То и дело над нами проплывали лениво чайки. Сморенные жарой, они даже не кричали. Раз мне на руку села большая стрекоза. Слюдяные ее крылышки мерцающе переливались радугой.
Не знаю, сколько прошло времени, когда мы поравнялись с тем местом, где Ока делала крутой изгиб. Тут по склону высоко дыбившегося правого берега стояли могучие сосны.
Вначале я ничего особенного не заметил, любуясь столетними богатырями в пышной густущей хвое.

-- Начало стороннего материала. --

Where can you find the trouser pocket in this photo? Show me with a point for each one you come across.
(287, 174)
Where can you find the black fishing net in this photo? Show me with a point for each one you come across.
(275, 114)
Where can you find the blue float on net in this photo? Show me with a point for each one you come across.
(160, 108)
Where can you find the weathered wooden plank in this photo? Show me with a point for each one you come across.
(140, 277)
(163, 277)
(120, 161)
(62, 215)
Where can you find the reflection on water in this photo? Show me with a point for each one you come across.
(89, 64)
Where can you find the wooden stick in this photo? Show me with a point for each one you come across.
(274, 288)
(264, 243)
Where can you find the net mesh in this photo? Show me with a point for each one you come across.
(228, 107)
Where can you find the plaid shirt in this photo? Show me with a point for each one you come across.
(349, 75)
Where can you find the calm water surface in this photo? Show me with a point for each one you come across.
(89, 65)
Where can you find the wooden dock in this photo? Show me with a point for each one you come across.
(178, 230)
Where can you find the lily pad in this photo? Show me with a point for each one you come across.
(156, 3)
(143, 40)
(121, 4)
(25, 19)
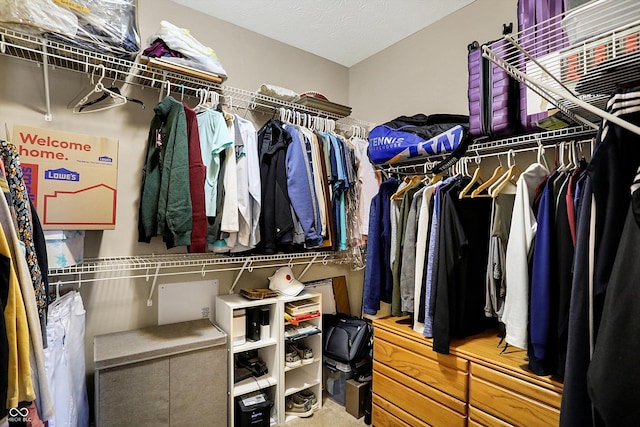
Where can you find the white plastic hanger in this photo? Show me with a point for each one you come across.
(118, 99)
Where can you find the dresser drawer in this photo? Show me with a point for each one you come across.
(409, 400)
(519, 386)
(479, 418)
(420, 345)
(510, 400)
(450, 378)
(386, 414)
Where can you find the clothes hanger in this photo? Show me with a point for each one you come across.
(165, 85)
(118, 98)
(477, 177)
(508, 180)
(411, 182)
(108, 92)
(541, 158)
(497, 173)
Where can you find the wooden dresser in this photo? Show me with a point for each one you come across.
(475, 385)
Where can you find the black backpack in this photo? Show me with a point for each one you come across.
(347, 339)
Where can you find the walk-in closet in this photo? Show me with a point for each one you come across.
(300, 214)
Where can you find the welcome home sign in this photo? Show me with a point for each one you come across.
(71, 178)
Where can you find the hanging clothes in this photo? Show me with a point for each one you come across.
(64, 360)
(378, 280)
(515, 315)
(197, 173)
(165, 202)
(367, 183)
(432, 261)
(300, 186)
(19, 264)
(408, 268)
(496, 284)
(19, 198)
(459, 287)
(230, 221)
(249, 201)
(276, 223)
(611, 173)
(214, 139)
(422, 243)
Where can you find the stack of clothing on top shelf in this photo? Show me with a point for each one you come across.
(212, 182)
(177, 46)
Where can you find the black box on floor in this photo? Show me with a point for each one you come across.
(356, 397)
(253, 410)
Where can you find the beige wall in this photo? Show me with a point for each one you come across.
(426, 72)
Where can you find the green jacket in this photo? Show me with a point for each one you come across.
(165, 203)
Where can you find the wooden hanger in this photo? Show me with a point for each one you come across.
(510, 177)
(118, 98)
(497, 173)
(410, 181)
(477, 177)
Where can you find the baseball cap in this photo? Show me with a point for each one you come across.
(284, 283)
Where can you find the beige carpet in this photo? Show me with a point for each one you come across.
(331, 414)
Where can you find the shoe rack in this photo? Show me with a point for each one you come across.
(268, 348)
(281, 381)
(308, 374)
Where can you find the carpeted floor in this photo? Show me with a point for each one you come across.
(331, 414)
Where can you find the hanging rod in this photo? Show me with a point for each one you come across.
(194, 263)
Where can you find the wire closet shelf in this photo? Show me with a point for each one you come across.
(574, 60)
(51, 53)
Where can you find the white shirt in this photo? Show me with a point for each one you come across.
(250, 138)
(367, 183)
(421, 251)
(521, 235)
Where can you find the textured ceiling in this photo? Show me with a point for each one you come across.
(343, 31)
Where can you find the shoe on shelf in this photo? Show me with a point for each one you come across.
(308, 395)
(290, 331)
(304, 352)
(306, 328)
(291, 357)
(298, 407)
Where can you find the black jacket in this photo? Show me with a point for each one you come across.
(276, 223)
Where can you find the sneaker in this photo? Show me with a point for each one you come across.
(309, 396)
(298, 407)
(291, 357)
(306, 328)
(290, 331)
(304, 352)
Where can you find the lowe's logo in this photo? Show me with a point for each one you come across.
(61, 174)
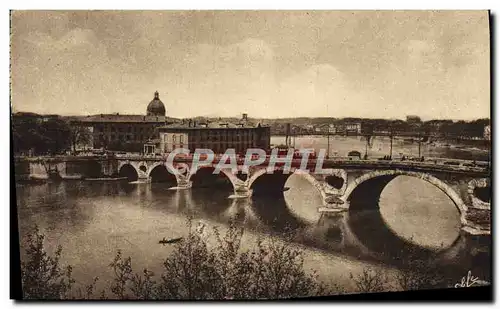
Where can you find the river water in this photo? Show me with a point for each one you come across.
(91, 221)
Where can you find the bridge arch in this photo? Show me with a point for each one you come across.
(128, 170)
(281, 180)
(158, 172)
(388, 175)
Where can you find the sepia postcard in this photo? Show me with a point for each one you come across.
(255, 155)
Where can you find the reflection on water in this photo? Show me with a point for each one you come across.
(91, 221)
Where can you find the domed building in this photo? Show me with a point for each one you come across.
(156, 106)
(125, 132)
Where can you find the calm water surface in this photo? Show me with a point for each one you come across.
(91, 221)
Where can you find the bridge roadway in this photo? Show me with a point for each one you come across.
(351, 185)
(430, 163)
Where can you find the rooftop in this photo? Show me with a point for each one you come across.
(120, 118)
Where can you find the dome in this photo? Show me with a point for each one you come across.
(156, 107)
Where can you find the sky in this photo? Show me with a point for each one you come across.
(370, 64)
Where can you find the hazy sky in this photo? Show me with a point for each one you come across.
(266, 63)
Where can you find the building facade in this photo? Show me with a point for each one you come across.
(217, 136)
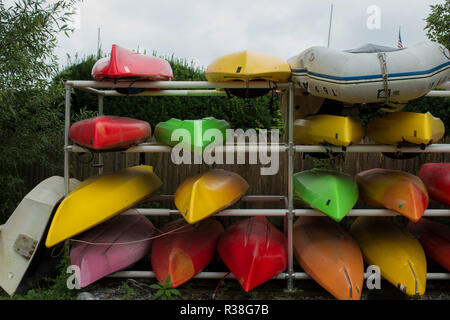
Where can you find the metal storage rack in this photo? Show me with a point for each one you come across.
(199, 88)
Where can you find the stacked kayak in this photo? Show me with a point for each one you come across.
(204, 194)
(193, 135)
(126, 64)
(435, 240)
(372, 74)
(436, 177)
(100, 198)
(184, 250)
(112, 246)
(330, 256)
(406, 128)
(396, 190)
(247, 66)
(107, 133)
(21, 235)
(399, 256)
(331, 192)
(328, 130)
(254, 251)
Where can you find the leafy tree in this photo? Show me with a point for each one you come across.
(30, 125)
(438, 23)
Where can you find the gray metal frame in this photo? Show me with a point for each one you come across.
(200, 88)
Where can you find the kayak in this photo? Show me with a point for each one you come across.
(436, 177)
(406, 129)
(330, 256)
(254, 251)
(21, 235)
(109, 133)
(399, 256)
(331, 192)
(328, 130)
(372, 74)
(100, 198)
(111, 246)
(185, 252)
(126, 64)
(435, 240)
(400, 191)
(204, 194)
(248, 66)
(191, 134)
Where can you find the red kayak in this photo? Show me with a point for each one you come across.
(125, 64)
(435, 240)
(109, 133)
(185, 252)
(254, 251)
(436, 177)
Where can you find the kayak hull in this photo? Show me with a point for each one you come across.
(248, 66)
(331, 192)
(22, 234)
(436, 177)
(190, 134)
(124, 235)
(100, 198)
(396, 190)
(328, 130)
(184, 253)
(254, 251)
(406, 128)
(330, 256)
(109, 133)
(435, 240)
(125, 64)
(202, 195)
(399, 256)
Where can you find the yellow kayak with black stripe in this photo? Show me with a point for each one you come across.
(202, 195)
(100, 198)
(247, 66)
(406, 128)
(394, 250)
(328, 130)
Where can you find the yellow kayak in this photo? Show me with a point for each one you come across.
(328, 129)
(202, 195)
(99, 198)
(247, 66)
(406, 128)
(399, 256)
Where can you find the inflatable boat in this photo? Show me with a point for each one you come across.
(372, 74)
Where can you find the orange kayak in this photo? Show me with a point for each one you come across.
(330, 256)
(400, 191)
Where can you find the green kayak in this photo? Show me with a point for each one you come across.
(331, 192)
(195, 131)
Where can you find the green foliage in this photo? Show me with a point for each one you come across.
(30, 109)
(240, 113)
(438, 23)
(164, 291)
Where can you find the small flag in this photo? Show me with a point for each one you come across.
(399, 44)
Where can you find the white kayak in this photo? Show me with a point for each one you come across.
(372, 74)
(21, 235)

В их вершинах, мнилось, могли запутаться неосторожные облачка, низко проплывавшие над землей. Вдруг мой взгляд скользнул по песчаному склону, и я вздрогнул, пораженный необычностью увиденного.
Великаны натужно шагали, упираясь неуклюжими, перекрученными корнями-ногами в красноватый песок. Иные из сосен, казалось, даже приподнялись от нетерпения на цыпочки, чтобы увидеть тот, левый, берег. Были среди великанов и уроды. Они ковыляли раскорякой на своих искалеченных коротышках-культяпках или ползли, таща за собой перебитые ноги-плети…
Я прикрыл ладонью глаза, думая, что мне все это померещилось. Когда же спустя некоторое время отнял от лица руку, сосны все так же напористо, гурьбой, шагали по склону, намереваясь, видно, вброд перейти Оку.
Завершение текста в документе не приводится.